The Islamic State group
(ISIS) -- which is an offshoot of al-Qaida -- was originally created in
2004 by Abu Musab al-Zarqawi following the American invasion of Iraq,
and was initially known as "al-Qaida in Iraq." Only on October 15, 2006,
did the group change its name to the Islamic State of Iraq and al-Sham.
The group's ideology is not fundamentally different from that of
al-Qaida and is predicated on the writings of Azzam, the spiritual guide
and one of al-Qaida's founders.
In one of his many
writings, Azzam clearly lays out the ideology at the heart of ISIS and
al-Qaida: The jihadist warriors fighting the infidels "are those who
write the history of nations, because the history of nations is written
only in sweat and blood. They are the ones who build the palace of
glory, because palaces of glory are built only by skulls and limbs
severed from the body."
Two primary processes
led to the rise of ISIS. The first was the oppression of the large Sunni
minority in Iraq. The fall of Saddam Hussein, who was Sunni, and the
installation of a democratic regime in Iraq essentially transferred
power to the country's Shiites (60 percent of the population). The
remnants of Saddam Hussein's defeated Iraqi army, who saw how the United
States-led West was stealing their lands and giving the power of rule
to the heretic Shiite faction, waited for the right time to strike.
Their barbaric actions against the Shiites are also a type of revenge
against those who stole their rule with the help of American protection.
The second process is
the Syrian civil war, which began in 2011 and ushered al-Qaida into that
arena. Until February 2014, ISIS was part of an al-Qaida alliance of
organizations fighting Syrian President Bashar Assad. The collapse of
this alliance was the result of the horrific acts attributed to ISIS.
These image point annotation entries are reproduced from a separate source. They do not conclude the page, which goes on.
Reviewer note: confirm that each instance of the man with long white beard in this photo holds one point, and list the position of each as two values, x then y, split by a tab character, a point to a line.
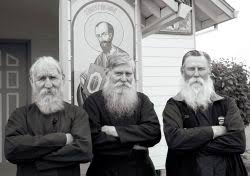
204	131
123	124
48	137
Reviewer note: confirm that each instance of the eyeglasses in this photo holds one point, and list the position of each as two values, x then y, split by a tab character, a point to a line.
196	70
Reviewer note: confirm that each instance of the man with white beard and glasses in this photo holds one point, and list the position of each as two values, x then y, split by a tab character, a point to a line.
204	131
48	137
123	124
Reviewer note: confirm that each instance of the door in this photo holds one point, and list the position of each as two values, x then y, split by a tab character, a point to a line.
14	88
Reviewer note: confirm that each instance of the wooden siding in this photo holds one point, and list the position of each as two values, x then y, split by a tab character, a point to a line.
161	60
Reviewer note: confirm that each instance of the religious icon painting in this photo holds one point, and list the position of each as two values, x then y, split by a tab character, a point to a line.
100	29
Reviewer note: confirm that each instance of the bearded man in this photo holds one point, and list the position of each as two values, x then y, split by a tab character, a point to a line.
123	124
105	33
204	131
48	137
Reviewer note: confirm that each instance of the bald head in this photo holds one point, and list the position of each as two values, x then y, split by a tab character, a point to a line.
45	63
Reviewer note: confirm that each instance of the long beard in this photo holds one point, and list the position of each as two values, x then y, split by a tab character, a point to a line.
106	46
197	92
48	101
121	99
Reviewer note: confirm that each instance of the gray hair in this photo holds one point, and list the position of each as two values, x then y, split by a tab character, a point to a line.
44	61
196	53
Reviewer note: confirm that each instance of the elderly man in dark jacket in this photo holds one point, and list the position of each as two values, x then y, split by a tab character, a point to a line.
49	137
123	124
204	131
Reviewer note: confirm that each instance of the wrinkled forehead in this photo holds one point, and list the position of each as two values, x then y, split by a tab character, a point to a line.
103	27
46	69
126	67
195	61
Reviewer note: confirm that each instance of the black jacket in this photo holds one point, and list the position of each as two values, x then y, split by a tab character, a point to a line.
192	151
36	142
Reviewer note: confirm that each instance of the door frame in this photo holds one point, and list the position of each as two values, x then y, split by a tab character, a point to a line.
28	54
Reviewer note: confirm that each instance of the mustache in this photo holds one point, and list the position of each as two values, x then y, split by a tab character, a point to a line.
126	84
196	80
45	92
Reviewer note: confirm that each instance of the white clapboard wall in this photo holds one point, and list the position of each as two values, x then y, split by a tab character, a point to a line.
161	60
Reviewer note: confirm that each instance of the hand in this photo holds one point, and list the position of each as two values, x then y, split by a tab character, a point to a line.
109	130
221	120
139	147
83	77
219	131
69	138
The falling out with al-Qaida was not of an ideological nature, it was
merely over tactics. Following its disengagement from al-Qaida, ISIS
began to thrive. As of today, ISIS has an army of around 50,000 fighters
in Syria and another 30,000 in Iraq.
In accordance with the
teachings of Azzam and Osama bin-Laden (who was Azzam's student), ISIS'
first objective is re-establishing the Islamic caliphate dismantled in
1924. Ninety years after the last Turkish caliph was forced out of power
in the wake of Turkish reforms, the organization's current leader, Abu
Bakr al-Baghdadi, declared himself caliph (the Prophet Muhammad's
successor on earth), the person to whom the entire Islamic world -- in
theory at least -- must swear allegiance, or face death.
The creation of an
Islamic caliphate to unite all the Islamic nations is not something new;
rather it is the desire of all groups that eschew political Islam. In
the eyes of the Muslim masses across the globe, ISIS represents a
powerful Islamic awakening: an Islam fighting its enemies and cleansing
itself of foreign influences, Shiites, Yazidis, Kurds and others. The
thousands of believers flocking to ISIS recruitment centers want to see
this dream become a reality.
The author is a scholar of Middle Eastern studies at Bar-Ilan University.